I luoghi del cuore e della memoria
di Elio Scala

Siena, Edizioni Il Leccio, 1996
Assessorato alla cultura e pubblica istruzione, Biblioteca Comunale, Società Filarmonica di Ambra


E' raro incontrare un anziano che sappia narrare il passato. Ci riesce Elio Scala con lucidità e misura, evitando le secche della nostalgia.
Elio Scala, che aveva partecipato alla resistenza, per quasi cinquanta anni ha contribuito, con la sua attività nella scuola elementare statale, alla formazione di un gran numero di allievi.
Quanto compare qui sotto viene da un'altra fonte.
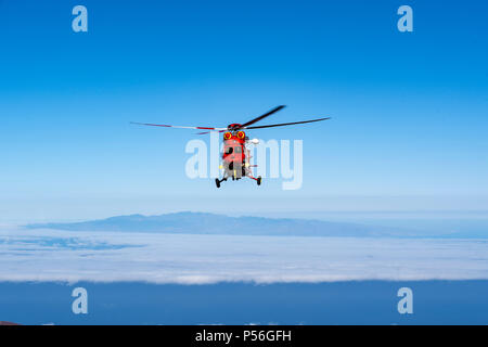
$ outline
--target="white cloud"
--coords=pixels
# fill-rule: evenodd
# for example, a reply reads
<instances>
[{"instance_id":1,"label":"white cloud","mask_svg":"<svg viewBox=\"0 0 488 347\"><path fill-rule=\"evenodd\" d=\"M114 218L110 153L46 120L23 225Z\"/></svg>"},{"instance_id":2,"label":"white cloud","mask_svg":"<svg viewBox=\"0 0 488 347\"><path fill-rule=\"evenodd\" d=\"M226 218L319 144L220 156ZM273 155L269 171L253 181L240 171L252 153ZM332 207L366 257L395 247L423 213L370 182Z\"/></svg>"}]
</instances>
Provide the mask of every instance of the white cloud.
<instances>
[{"instance_id":1,"label":"white cloud","mask_svg":"<svg viewBox=\"0 0 488 347\"><path fill-rule=\"evenodd\" d=\"M486 240L0 231L0 281L488 279Z\"/></svg>"}]
</instances>

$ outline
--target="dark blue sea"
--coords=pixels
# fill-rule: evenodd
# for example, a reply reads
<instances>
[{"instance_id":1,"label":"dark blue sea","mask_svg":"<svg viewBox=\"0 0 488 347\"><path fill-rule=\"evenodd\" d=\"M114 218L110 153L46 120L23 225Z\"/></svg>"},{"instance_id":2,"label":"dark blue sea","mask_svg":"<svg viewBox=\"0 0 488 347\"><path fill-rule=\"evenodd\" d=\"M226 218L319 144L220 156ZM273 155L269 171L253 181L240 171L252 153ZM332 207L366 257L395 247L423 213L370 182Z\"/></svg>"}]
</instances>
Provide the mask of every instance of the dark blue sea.
<instances>
[{"instance_id":1,"label":"dark blue sea","mask_svg":"<svg viewBox=\"0 0 488 347\"><path fill-rule=\"evenodd\" d=\"M75 287L88 313L75 314ZM400 314L400 287L413 313ZM21 324L487 324L488 281L0 283L0 321Z\"/></svg>"}]
</instances>

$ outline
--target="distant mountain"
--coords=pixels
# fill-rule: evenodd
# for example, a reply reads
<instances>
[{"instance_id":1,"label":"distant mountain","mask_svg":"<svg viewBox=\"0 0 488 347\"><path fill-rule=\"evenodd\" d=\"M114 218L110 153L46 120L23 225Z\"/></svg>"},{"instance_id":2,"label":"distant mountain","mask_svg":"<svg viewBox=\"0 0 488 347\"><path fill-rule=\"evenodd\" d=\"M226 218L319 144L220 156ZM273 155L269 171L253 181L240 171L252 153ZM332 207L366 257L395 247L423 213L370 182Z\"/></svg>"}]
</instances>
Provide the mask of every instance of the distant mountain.
<instances>
[{"instance_id":1,"label":"distant mountain","mask_svg":"<svg viewBox=\"0 0 488 347\"><path fill-rule=\"evenodd\" d=\"M20 325L17 323L0 321L0 325Z\"/></svg>"},{"instance_id":2,"label":"distant mountain","mask_svg":"<svg viewBox=\"0 0 488 347\"><path fill-rule=\"evenodd\" d=\"M205 213L177 213L160 216L130 215L72 223L28 224L29 229L67 231L118 231L171 234L288 235L288 236L355 236L414 237L419 232L371 227L347 222L307 219L229 217ZM424 235L425 236L425 235Z\"/></svg>"}]
</instances>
Uomo di scuola attento alla vita ha assistito e vissuto sulla propria pelle il passaggio tra due mondi, da quello agricolo dominante in Italia fino agli anni '50 a quello industriale affermatosi successivamente. Ha conosciuto le tappe di quel lungo processo che dagli inizi del Novecento ha portato i ceti sociali emarginati a prendere coscienza di sé e dei della propria condizione.
Il punto di riferimento "della memoria e del cuore" è la Valdambra, luogo natio, che conserva le vestigia della sua storia millenaria, e che è arrivata alle soglie del secolo passato caratterizzata da una società agricola fondata soprattutto sul sistema mezzadrile. E questa fisionomia aveva conservato quasi intatta fino a pochi anni fa.
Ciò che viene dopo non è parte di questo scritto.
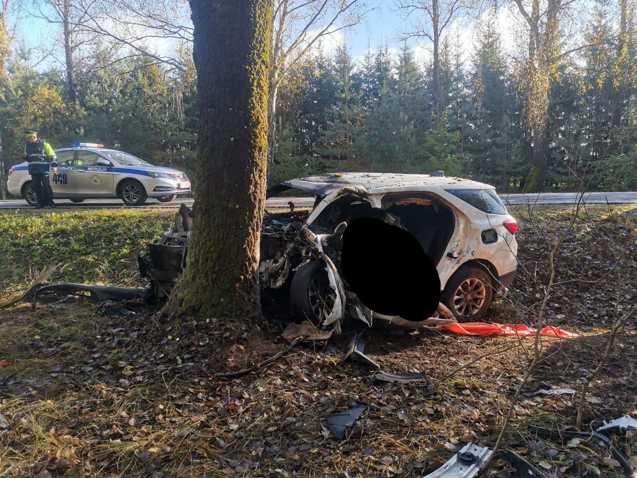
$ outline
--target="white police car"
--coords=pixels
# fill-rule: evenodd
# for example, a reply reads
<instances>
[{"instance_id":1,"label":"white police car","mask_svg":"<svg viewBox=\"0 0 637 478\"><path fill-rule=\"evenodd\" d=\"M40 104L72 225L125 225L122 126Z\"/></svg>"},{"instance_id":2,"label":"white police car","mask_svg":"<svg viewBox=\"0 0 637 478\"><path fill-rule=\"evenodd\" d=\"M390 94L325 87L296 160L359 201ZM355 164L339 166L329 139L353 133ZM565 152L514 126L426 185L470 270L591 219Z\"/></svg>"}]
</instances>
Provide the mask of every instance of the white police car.
<instances>
[{"instance_id":1,"label":"white police car","mask_svg":"<svg viewBox=\"0 0 637 478\"><path fill-rule=\"evenodd\" d=\"M71 147L55 150L57 173L49 179L55 199L81 203L119 198L127 206L140 206L148 198L168 202L190 192L190 182L181 171L153 166L132 154L105 149L103 145L72 143ZM7 188L36 206L28 169L26 161L11 167Z\"/></svg>"}]
</instances>

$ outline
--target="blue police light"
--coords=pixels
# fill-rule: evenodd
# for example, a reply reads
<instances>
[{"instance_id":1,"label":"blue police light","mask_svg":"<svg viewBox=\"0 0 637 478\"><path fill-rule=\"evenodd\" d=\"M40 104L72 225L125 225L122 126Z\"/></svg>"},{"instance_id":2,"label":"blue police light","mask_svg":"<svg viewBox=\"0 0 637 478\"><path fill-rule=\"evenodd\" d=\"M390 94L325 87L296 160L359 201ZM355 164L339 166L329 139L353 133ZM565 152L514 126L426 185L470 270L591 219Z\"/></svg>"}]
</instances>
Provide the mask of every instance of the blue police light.
<instances>
[{"instance_id":1,"label":"blue police light","mask_svg":"<svg viewBox=\"0 0 637 478\"><path fill-rule=\"evenodd\" d=\"M80 147L85 148L103 148L104 145L97 144L97 143L71 143L71 145L73 147Z\"/></svg>"}]
</instances>

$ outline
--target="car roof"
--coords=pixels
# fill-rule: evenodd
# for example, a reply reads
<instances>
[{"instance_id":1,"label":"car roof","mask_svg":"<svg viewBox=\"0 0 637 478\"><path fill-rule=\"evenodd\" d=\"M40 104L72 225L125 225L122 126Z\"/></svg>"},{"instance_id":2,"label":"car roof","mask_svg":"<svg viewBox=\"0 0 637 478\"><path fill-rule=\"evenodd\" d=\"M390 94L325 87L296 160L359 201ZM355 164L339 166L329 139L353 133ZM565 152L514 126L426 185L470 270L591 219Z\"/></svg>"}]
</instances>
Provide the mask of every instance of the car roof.
<instances>
[{"instance_id":1,"label":"car roof","mask_svg":"<svg viewBox=\"0 0 637 478\"><path fill-rule=\"evenodd\" d=\"M92 151L93 152L97 153L100 151L113 151L115 150L112 149L105 149L104 148L89 148L87 146L74 146L72 148L58 148L57 149L53 150L55 152L58 151L75 151L78 150L78 151Z\"/></svg>"},{"instance_id":2,"label":"car roof","mask_svg":"<svg viewBox=\"0 0 637 478\"><path fill-rule=\"evenodd\" d=\"M347 185L364 187L370 192L428 189L493 189L493 186L469 179L398 173L330 173L284 181L282 184L324 196Z\"/></svg>"}]
</instances>

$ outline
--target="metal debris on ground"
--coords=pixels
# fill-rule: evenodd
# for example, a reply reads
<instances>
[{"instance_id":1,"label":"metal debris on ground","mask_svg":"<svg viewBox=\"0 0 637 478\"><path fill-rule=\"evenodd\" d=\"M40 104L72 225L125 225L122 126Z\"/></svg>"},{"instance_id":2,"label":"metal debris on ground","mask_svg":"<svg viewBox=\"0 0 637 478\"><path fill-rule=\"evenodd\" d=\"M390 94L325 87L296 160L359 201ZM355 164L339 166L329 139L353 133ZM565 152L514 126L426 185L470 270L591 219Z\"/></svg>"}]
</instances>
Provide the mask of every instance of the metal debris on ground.
<instances>
[{"instance_id":1,"label":"metal debris on ground","mask_svg":"<svg viewBox=\"0 0 637 478\"><path fill-rule=\"evenodd\" d=\"M280 352L278 352L277 353L273 355L271 357L259 362L256 365L254 365L250 367L249 368L245 368L243 370L239 370L238 372L228 372L227 373L217 373L215 376L220 379L236 379L238 377L243 377L243 375L247 375L251 372L258 370L260 368L266 366L266 365L269 365L271 363L272 363L277 359L280 358L288 352L291 351L292 349L294 348L294 345L296 345L297 344L301 342L301 340L302 339L301 337L296 338L293 342L292 342L292 344L285 347Z\"/></svg>"},{"instance_id":2,"label":"metal debris on ground","mask_svg":"<svg viewBox=\"0 0 637 478\"><path fill-rule=\"evenodd\" d=\"M612 440L596 431L575 431L573 430L549 430L541 427L532 426L529 428L532 433L536 433L541 437L547 437L550 438L557 438L563 440L565 438L573 438L577 437L584 437L585 438L594 438L599 440L606 447L610 449L611 453L615 459L619 462L620 466L626 473L626 476L632 477L634 474L634 470L630 463L626 459L626 456L613 444Z\"/></svg>"},{"instance_id":3,"label":"metal debris on ground","mask_svg":"<svg viewBox=\"0 0 637 478\"><path fill-rule=\"evenodd\" d=\"M394 384L411 384L427 382L427 380L424 373L392 373L388 372L379 372L376 374L376 379Z\"/></svg>"},{"instance_id":4,"label":"metal debris on ground","mask_svg":"<svg viewBox=\"0 0 637 478\"><path fill-rule=\"evenodd\" d=\"M571 395L575 393L575 390L570 388L551 388L548 389L542 389L535 393L535 395L542 394L543 395Z\"/></svg>"},{"instance_id":5,"label":"metal debris on ground","mask_svg":"<svg viewBox=\"0 0 637 478\"><path fill-rule=\"evenodd\" d=\"M627 415L612 420L597 429L598 433L612 435L617 431L626 435L628 430L637 430L637 420Z\"/></svg>"},{"instance_id":6,"label":"metal debris on ground","mask_svg":"<svg viewBox=\"0 0 637 478\"><path fill-rule=\"evenodd\" d=\"M491 453L487 447L468 444L440 468L422 478L471 478L480 472Z\"/></svg>"},{"instance_id":7,"label":"metal debris on ground","mask_svg":"<svg viewBox=\"0 0 637 478\"><path fill-rule=\"evenodd\" d=\"M283 331L283 337L289 344L298 338L303 340L326 340L332 337L331 330L320 330L310 321L304 321L301 324L292 322Z\"/></svg>"},{"instance_id":8,"label":"metal debris on ground","mask_svg":"<svg viewBox=\"0 0 637 478\"><path fill-rule=\"evenodd\" d=\"M69 296L86 297L94 302L122 301L141 298L143 287L116 287L90 286L73 282L57 282L44 286L36 291L36 298L59 300Z\"/></svg>"},{"instance_id":9,"label":"metal debris on ground","mask_svg":"<svg viewBox=\"0 0 637 478\"><path fill-rule=\"evenodd\" d=\"M31 285L29 287L29 289L25 291L24 294L20 296L20 297L13 299L13 300L10 302L7 302L6 304L0 305L0 308L6 308L6 307L10 307L12 305L15 305L17 303L19 303L25 299L33 295L36 293L36 289L39 287L40 284L48 279L49 276L50 276L57 268L57 266L48 266L45 267L44 270L43 270L38 275L38 276L36 277L36 280L33 281Z\"/></svg>"},{"instance_id":10,"label":"metal debris on ground","mask_svg":"<svg viewBox=\"0 0 637 478\"><path fill-rule=\"evenodd\" d=\"M344 440L348 429L356 423L366 410L365 407L354 407L345 412L333 415L327 419L327 428L338 440Z\"/></svg>"},{"instance_id":11,"label":"metal debris on ground","mask_svg":"<svg viewBox=\"0 0 637 478\"><path fill-rule=\"evenodd\" d=\"M347 347L347 350L345 351L343 358L341 359L341 363L344 363L349 359L370 368L377 368L380 370L380 365L365 355L364 352L365 340L362 338L362 334L363 332L359 332L352 338L352 340L350 341Z\"/></svg>"},{"instance_id":12,"label":"metal debris on ground","mask_svg":"<svg viewBox=\"0 0 637 478\"><path fill-rule=\"evenodd\" d=\"M500 452L500 458L508 461L515 468L513 478L544 478L544 475L520 455L510 450Z\"/></svg>"}]
</instances>

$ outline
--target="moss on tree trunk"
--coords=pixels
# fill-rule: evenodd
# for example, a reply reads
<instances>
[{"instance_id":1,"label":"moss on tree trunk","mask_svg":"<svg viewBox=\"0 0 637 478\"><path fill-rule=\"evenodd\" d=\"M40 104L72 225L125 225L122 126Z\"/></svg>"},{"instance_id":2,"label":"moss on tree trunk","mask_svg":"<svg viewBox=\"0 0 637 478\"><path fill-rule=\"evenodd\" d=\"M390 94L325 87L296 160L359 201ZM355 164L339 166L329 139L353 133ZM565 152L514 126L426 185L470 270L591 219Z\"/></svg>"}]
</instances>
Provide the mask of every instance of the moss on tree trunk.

L'epoca dei fatti narrati è compresa tra la prima guerra mondiale e l'avvio del "miracolo economico" italiano. Da una vita rurale e paesana a "misura d'uomo", all'irrompere dell'automobile che annuncia cambiamenti di costume e di valori. Attraverso la freschezza delle memorie e la vivacità delle immagini leggendo questi poemetti in prosa, gli aspetti della vita sociale di una comunità contadina non priva di interessi culturali diventano tangibili e vivi anche per il lettore.
Scritto con misura e lucidità I luoghi del cuore e della memoria è la testimonianza accurata della vita sociale di un borgo e del suo territorio popolato di persona, case, alberi animali dentro la presente cornice storica del Novecento.